Helllllllo readers. It’s been a hell of a week but I’m back with a review that will hopefully make you smile and little on this grey day. I’ve been working really hard on some of my more interesting 101 things in 1001 days tasks and I cannot wait to share them with you. In terms of reviews, I’m keeping up the momentum as much as I can get my hands on whilst trying to continue to read as many classics as possible. I’m a little addicted currently, but as always, enough of me waffling and onto le review.
Black sheep meets good shepherd – can black and white become silver, or just a dangerous grey?
Alastair Black has revealed a secret to his wife in a last ditch attempt to save his marriage. A return to his childhood family home at Chathill Farm is his only respite, although he is far from welcomed back by brother George.
Kate, recently widowed and increasingly put upon by her daughter, sister, and mother, feels her life is over at fifty – until she meets Alastair. He’s everything she isn’t, but he’s a troubled soul with a dark past. When his famous mother leaves an unexpected inheritance, Kate is caught up in the unravelling of his life as Al comes to terms with who he really is.

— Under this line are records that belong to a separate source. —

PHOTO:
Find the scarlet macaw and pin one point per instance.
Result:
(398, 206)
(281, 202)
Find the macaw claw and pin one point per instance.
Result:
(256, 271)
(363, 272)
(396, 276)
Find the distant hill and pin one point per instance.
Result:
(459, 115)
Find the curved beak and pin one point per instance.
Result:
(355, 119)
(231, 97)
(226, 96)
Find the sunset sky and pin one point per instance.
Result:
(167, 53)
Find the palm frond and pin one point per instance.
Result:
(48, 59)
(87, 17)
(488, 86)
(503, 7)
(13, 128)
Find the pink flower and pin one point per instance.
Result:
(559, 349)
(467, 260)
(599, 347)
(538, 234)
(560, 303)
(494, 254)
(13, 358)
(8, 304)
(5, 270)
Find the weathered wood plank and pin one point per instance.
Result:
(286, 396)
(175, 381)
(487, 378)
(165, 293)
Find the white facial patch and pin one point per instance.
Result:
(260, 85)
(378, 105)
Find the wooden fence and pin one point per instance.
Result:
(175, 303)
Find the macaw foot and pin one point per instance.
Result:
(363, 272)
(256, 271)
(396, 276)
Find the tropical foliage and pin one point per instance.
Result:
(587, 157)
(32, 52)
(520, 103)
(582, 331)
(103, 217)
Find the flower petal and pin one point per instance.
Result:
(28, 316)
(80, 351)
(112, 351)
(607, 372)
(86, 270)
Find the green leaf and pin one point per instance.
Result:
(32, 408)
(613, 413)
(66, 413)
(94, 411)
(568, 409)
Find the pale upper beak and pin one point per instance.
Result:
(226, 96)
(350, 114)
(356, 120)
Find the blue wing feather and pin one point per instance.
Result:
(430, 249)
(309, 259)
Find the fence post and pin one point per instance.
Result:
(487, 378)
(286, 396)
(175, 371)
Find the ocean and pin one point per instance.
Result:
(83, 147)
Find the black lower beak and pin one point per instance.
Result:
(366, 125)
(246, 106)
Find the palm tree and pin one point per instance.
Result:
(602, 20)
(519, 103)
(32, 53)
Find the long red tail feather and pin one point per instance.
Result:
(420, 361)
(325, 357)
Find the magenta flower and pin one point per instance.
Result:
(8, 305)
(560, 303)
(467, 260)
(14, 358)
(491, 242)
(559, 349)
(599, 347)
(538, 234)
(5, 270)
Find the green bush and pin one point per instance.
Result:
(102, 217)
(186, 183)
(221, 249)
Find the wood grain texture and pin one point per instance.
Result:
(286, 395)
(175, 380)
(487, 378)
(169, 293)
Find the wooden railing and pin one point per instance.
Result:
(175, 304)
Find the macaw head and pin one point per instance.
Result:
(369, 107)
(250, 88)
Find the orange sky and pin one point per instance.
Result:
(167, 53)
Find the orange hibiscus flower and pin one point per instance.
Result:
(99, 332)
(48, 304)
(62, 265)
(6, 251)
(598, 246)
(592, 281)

As the blurb suggests the book follows the struggling Ali, who going through a divorce from his wife Helen and in turn is dating the lovely Jo who is just a little older than his daughter. Struggling to find somewhere stable to live, due to the troubles of the divorce he returns to his childhood home, which is shared between himself and his brother George. Far from an easy reunion due to an ongoing argument between the two, the cracks begin to show between Al, Jo and George. Kate however is there for a holiday of sorts. Recently widowed and a friend of Fran (George’s wife) Kate helps out, trying to smooth over the cracks in not only Fran and George’s withering marriage but also the intermingling awkwardness as a whole. However she begins to fall for Al causing the balance to shift; but is he just a heart-breaker? Will everything finally come to a head? One will have to read ‘Silver Rain’ to find out.
I have to be honest I haven’t read anything from this author before this book but I was suitably impressed with the level of detail brought to the characters. Brought to life by the words written, they are told with gusto and flair. They have a real grittiness about them and their flaws, the turbulence between the relationships and the exasperation reading about each of them at times (especially Al) really helped to make the book feel, well, real. The descriptions of North Wales and Snowdonia are very well depicted and used for full force to take the reader to the new environment helping to cement everything in the story to something authentic.
My only two wobbles were that Al and Kate were such conflicting characters at times it felt a little too differing and caused angst but it feels authentic in comparison to sweet tales with not enough content. I did also find Al difficult to connect to he’s just too all over the place and a little bit laid-back? However I really thought the arguments, the fights, the mystery surrounding George and Al’s dislike of one another and the interweaving secondary characters minor-storylines really intriguing, helping to add to this.
Overall I really enjoyed this book; it doesn’t focus too much on the sickly sweet soppy romances that I tend to dislike and it has a raw and gritty feel. The characters and locations feel authentic and the feelings feel real in terms of the stories. If Al had had more staying power I think I would have warmed to him more but overall a great tale with a great premise and brilliant writing. Spot on.